In [1]:
import apache_beam as beam

#beam.ParDo:
    #ParDo take input as class (beam.DoFn) instead of function like Map or FlatMap
    #with beam.ParDo we can custom our processing Class or function

#Example of build beam.DoFn class    
class SplitWords(beam.DoFn):
  def __init__(self, delimiter=','):
    self.delimiter = delimiter

  def process(self, text):
    for word in text.split(self.delimiter):
      yield word

with beam.Pipeline() as pipeline:
  plants = (
      pipeline
      | 'Gardening plants' >> beam.Create([
          '🍓Strawberry,🥕Carrot,🍆Eggplant',
          '🍅Tomato,🥔Potato',
      ])
      | 'Split words' >> beam.ParDo(SplitWords(','))
      | beam.Map(print))



🍓Strawberry
🥕Carrot
🍆Eggplant
🍅Tomato
🥔Potato


In [2]:
import apache_beam as beam

#problem setting:
    #pvalue do not have timestamp.

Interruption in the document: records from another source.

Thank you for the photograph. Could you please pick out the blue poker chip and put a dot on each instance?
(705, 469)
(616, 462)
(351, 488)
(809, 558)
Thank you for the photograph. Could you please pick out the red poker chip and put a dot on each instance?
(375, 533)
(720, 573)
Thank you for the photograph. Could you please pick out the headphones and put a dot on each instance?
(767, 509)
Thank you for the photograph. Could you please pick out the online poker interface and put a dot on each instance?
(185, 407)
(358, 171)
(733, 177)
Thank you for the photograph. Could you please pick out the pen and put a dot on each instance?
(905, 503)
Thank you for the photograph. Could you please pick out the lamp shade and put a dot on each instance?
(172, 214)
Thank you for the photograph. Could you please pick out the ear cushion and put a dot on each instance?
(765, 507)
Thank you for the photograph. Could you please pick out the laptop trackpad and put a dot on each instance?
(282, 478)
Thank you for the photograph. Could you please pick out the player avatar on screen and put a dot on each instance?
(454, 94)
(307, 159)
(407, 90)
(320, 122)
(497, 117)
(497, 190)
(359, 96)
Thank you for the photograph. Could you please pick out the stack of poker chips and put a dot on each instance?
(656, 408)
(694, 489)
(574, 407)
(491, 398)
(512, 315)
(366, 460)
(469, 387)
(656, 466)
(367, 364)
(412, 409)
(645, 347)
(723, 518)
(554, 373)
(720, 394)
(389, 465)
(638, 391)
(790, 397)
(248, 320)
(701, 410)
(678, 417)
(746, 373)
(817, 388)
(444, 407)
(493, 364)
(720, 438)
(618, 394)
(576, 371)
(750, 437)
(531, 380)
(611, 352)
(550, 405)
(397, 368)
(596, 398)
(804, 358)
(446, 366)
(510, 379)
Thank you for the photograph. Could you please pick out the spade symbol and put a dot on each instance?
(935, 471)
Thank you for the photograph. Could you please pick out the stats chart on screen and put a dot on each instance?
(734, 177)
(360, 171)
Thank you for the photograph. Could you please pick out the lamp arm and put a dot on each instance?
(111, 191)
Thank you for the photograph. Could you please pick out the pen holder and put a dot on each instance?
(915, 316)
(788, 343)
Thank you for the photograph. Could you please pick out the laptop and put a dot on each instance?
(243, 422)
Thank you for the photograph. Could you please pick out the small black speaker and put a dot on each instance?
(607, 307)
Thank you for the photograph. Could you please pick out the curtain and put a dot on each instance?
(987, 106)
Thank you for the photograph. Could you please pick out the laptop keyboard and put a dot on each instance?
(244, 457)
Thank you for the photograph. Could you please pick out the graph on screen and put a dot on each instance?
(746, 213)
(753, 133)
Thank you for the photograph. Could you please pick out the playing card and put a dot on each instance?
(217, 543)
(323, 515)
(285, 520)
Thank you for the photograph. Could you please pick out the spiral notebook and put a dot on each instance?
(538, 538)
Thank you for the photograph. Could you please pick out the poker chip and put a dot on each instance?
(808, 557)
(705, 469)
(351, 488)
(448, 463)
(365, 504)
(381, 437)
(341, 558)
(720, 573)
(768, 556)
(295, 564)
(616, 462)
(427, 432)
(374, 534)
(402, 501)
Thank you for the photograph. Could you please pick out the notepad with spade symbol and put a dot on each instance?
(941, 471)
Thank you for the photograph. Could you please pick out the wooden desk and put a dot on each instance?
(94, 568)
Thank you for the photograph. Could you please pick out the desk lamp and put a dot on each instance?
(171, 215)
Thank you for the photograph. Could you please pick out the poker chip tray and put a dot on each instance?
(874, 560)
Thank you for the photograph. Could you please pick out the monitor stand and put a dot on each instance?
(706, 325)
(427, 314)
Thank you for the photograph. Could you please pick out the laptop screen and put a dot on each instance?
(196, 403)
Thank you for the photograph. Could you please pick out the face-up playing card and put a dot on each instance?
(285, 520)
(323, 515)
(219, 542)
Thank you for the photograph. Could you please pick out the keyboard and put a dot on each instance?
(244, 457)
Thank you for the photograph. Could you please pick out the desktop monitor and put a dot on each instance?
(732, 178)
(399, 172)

We need to add timestime assosicate with the element
    #inside beam.DoFn have have variable timestamp and window to reference to the timestampe and window of the pvalue and pcollection

#requirement:
    #for each pvalue in pCollection we have to know
        #timestammp associate with that element (event time)
        #what is the window that pvalue belong to

class AnalyzeElement(beam.DoFn):
  def process(
      self,
      elem,
      timestamp=beam.DoFn.TimestampParam,
      window=beam.DoFn.WindowParam):
    yield '\n'.join([
        '# timestamp',
        'type(timestamp) -> ' + repr(type(timestamp)),
        'timestamp.micros -> ' + repr(timestamp.micros),
        'timestamp.to_rfc3339() -> ' + repr(timestamp.to_rfc3339()),
        'timestamp.to_utc_datetime() -> ' + repr(timestamp.to_utc_datetime()),
        '',
        '# window',
        'type(window) -> ' + repr(type(window)),
        'window.start -> {} ({})'.format(
            window.start, window.start.to_utc_datetime()),
        'window.end -> {} ({})'.format(
            window.end, window.end.to_utc_datetime()),
        'window.max_timestamp() -> {} ({})'.format(
            window.max_timestamp(), window.max_timestamp().to_utc_datetime()),
    ])

with beam.Pipeline() as pipeline:
  dofn_params = (
      pipeline
      | 'Create a single test element' >> beam.Create([':)'])
      | 'Add timestamp (Spring equinox 2020)' >>
      beam.Map(lambda elem: beam.window.TimestampedValue(elem, 1584675660))
      |
      'Fixed 30sec windows' >> beam.WindowInto(beam.window.FixedWindows(30))
      | 'Analyze element' >> beam.ParDo(AnalyzeElement())
      | beam.Map(print))

# timestamp
type(timestamp) -> <class 'apache_beam.utils.timestamp.Timestamp'>
timestamp.micros -> 1584675660000000
timestamp.to_rfc3339() -> '2020-03-20T03:41:00Z'
timestamp.to_utc_datetime() -> datetime.datetime(2020, 3, 20, 3, 41)

# window
type(window) -> <class 'apache_beam.transforms.window.IntervalWindow'>
window.start -> Timestamp(1584675660) (2020-03-20 03:41:00)
window.end -> Timestamp(1584675690) (2020-03-20 03:41:30)
window.max_timestamp() -> Timestamp(1584675689.999999) (2020-03-20 03:41:29.999999)